The fine print of Decree Law 302 doesn't stop there. The restrictions on leaving are even more severe for other professionals such as teachers and professors. Frightened by the growing loss of personnel in the field of education, Cuban leaders are trying to put a brake on escapes from the classroom. And they are doing it in the way it has always been done, not by paying better salaries or improving working conditions, but by force.
One of the perverse incentives unleashed by this strategy is expected to be enrollment declines for professional, legal, and engineering studies. If students know ahead of time that once they graduate in certain specialties it will be very difficult for them to travel, they will avoid getting degrees in them. A measure intended to fight "brain drain" could generate a decrease in the numbers who aspire to higher education.
Notably absent from the new relaxations are Cuban emigrants. The time allowed for their visits home was increased -- from 60 to 90 days, but the right to reside permanently in the country of their birth has not been returned to them.
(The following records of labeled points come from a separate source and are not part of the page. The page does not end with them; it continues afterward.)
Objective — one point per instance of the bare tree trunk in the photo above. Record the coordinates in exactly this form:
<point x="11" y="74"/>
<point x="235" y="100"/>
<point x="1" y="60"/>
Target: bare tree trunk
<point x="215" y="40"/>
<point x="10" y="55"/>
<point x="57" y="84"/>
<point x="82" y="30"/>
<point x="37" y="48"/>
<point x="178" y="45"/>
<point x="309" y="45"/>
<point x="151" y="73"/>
Repatriation for these people will have to be processed in the Cuban consulate of their country of residence, and will only be authorized in very specific cases, such as terminal illness or others.
Nor will these immigrants who return home be permitted to own property on the island, to buy houses or cars, or to inherit any of these possessions. Under the new law, Cubans around the world will continue to be third-class citizens, who support the economy -- with their remittances -- of a country that doesn't not want them back.